The following step will apply the warps and bring the FA data to MNI space:
!tbss_3_postreg -S
using pre-chosen target for registration
transforming all FA images into MNI152 space
dti_FA_FA
merging all upsampled FA images into single 4D image
creating valid mask and mean FA
skeletonising mean FA
now view mean_FA_skeleton to check whether the default threshold of 0.2 needs changing, when running:
tbss_4_prestats <threshold>
The “-S” option will create files called “mean_FA” and “mean_FA_skeleton” based on the mean of all of the subjects that have been analyzed in with the previous steps. Since we only have one subject in this case, it will be the same as the single FA image that we have been processing.
You can check the normalization of the FA data by typing the following:
plotting.view_img('stats/mean_FA.nii.gz', threshold=0.3)

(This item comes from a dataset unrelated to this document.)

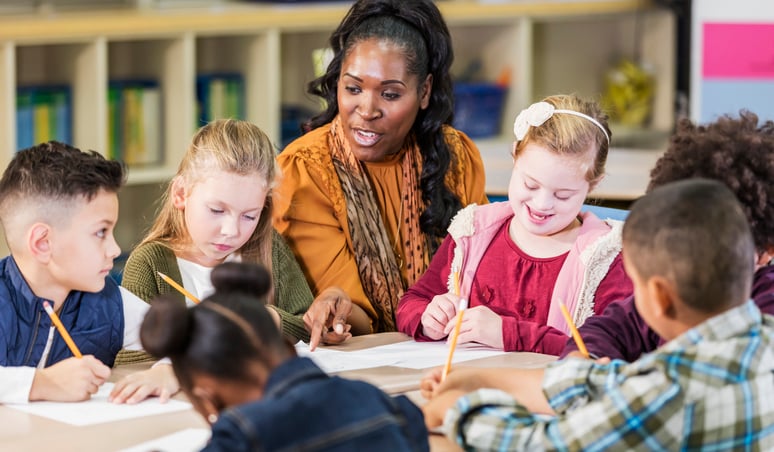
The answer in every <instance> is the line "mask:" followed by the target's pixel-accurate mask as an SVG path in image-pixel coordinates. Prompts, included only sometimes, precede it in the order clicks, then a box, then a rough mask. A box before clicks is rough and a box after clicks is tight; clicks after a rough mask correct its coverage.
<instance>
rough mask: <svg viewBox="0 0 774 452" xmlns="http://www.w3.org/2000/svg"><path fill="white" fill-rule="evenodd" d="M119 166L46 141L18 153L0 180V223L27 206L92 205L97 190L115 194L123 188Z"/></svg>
mask: <svg viewBox="0 0 774 452" xmlns="http://www.w3.org/2000/svg"><path fill="white" fill-rule="evenodd" d="M124 180H125V171H124V166H123V164H122V163H120V162H117V161H113V160H107V159H105V158H104V157H103V156H102V155H100V154H99V153H97V152H95V151H86V152H83V151H81V150H80V149H78V148H76V147H73V146H70V145H67V144H64V143H59V142H57V141H49V142H48V143H42V144H39V145H37V146H33V147H31V148H27V149H23V150H21V151H19V152H17V153H16V154H15V155H14V157H13V159H12V160H11V162H10V163H9V164H8V167H7V168H6V169H5V172H4V173H3V177H2V179H0V221H2V223H3V226H4V227H5V228H6V234H7V233H8V230H7V229H8V223H9V222H10V221H11V219H12V218H13V217H14V216H16V215H19V212H20V209H34V206H33V205H30V203H41V202H46V201H51V202H56V203H57V204H67V203H68V202H69V201H72V200H74V199H76V198H81V197H82V198H85V199H86V200H87V201H91V200H92V199H93V198H94V197H95V196H96V195H97V194H98V193H99V192H100V190H106V191H108V192H111V193H116V192H118V189H119V188H121V186H122V185H123V184H124Z"/></svg>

/home/jovyan/.local/lib/python3.12/site-packages/numpy/core/fromnumeric.py:771: UserWarning: Warning: 'partition' will ignore the 'mask' of the MaskedArray.

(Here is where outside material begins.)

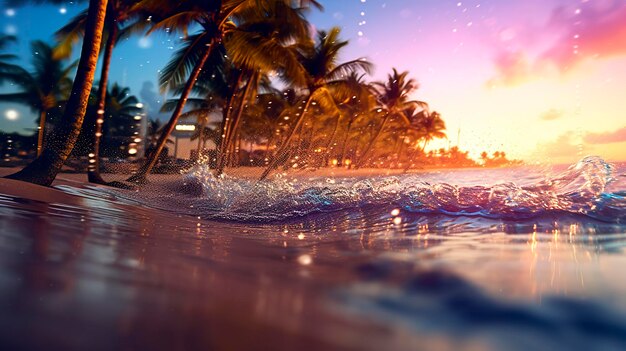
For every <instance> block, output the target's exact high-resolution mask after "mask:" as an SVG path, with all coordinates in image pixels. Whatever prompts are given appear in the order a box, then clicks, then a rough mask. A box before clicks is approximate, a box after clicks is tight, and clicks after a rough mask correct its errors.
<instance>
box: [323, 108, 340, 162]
mask: <svg viewBox="0 0 626 351" xmlns="http://www.w3.org/2000/svg"><path fill="white" fill-rule="evenodd" d="M340 119H341V115H339V116H337V121H336V122H335V127H334V128H333V133H332V134H331V135H330V140H329V141H328V144H326V157H325V159H326V160H327V161H328V159H329V158H330V156H331V154H330V148H331V147H332V146H333V141H335V137H336V136H337V130H338V129H339V120H340ZM322 161H323V160H322ZM326 164H328V162H326ZM337 164H339V163H337Z"/></svg>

a.partition(kth, axis=axis, kind=kind, order=order)
# Load FA map
fa_nii = nib.load("./FA/dti_FA_FA.nii.gz")
fa_data = fa_nii.get_fdata()
# Load V1 map
v1_nii = nib.load("../dti_V1.nii.gz")
v1_data = v1_nii.get_fdata() # shape = (X, Y, Z, 3)
# Scale eigenvectors by FA to get color FA map (DEC map)

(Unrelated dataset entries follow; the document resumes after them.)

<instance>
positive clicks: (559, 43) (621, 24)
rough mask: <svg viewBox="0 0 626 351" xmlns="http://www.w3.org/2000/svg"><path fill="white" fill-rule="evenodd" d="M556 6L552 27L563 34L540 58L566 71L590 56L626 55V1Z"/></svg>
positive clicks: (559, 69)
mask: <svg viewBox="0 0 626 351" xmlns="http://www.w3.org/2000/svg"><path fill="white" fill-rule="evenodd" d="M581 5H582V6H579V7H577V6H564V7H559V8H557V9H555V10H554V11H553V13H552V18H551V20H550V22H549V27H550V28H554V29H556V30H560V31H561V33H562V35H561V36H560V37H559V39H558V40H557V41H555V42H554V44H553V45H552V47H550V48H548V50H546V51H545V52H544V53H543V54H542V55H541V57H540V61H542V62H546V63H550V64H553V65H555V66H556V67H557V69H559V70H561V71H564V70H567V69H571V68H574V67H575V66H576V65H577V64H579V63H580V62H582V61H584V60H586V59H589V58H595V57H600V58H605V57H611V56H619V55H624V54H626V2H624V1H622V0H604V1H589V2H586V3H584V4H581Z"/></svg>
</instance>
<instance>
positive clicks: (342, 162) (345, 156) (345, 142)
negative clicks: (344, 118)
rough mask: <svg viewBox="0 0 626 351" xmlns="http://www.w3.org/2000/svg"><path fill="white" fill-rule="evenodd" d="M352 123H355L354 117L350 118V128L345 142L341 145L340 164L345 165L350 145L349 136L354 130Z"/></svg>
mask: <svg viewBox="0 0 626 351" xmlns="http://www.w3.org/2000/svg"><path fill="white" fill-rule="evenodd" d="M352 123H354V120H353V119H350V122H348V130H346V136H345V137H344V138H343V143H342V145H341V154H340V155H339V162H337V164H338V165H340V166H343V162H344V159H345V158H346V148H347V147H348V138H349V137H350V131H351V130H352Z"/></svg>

dec_data = np.abs(v1_data) * fa_data[..., None]
# Prepare header and save new image
hdr = v1_nii.header.copy()
hdr.set_intent("vector")
hdr["intent_name"] = b"RGB"
dec_nii = nib.Nifti1Image(dec_data.astype(np.float32), v1_nii.affine, header=hdr)
nib.save(dec_nii, "./FA/dti_DEC.nii.gz")
nv = NiiVue()
nv.load_volumes([{"path": './FA/dti_DEC.nii.gz'},
])
nv
Epilogue#
This demonstration has showed you how to unwarp and preprocess a diffusion-weighted image for a single subject, which generates an FA image which you can use for statistical analysis. As an exercise, trying adapting this notebook to analyze a handful of subjects from the same dataset, calculate their FA images, and then submit them to a group-level analysis.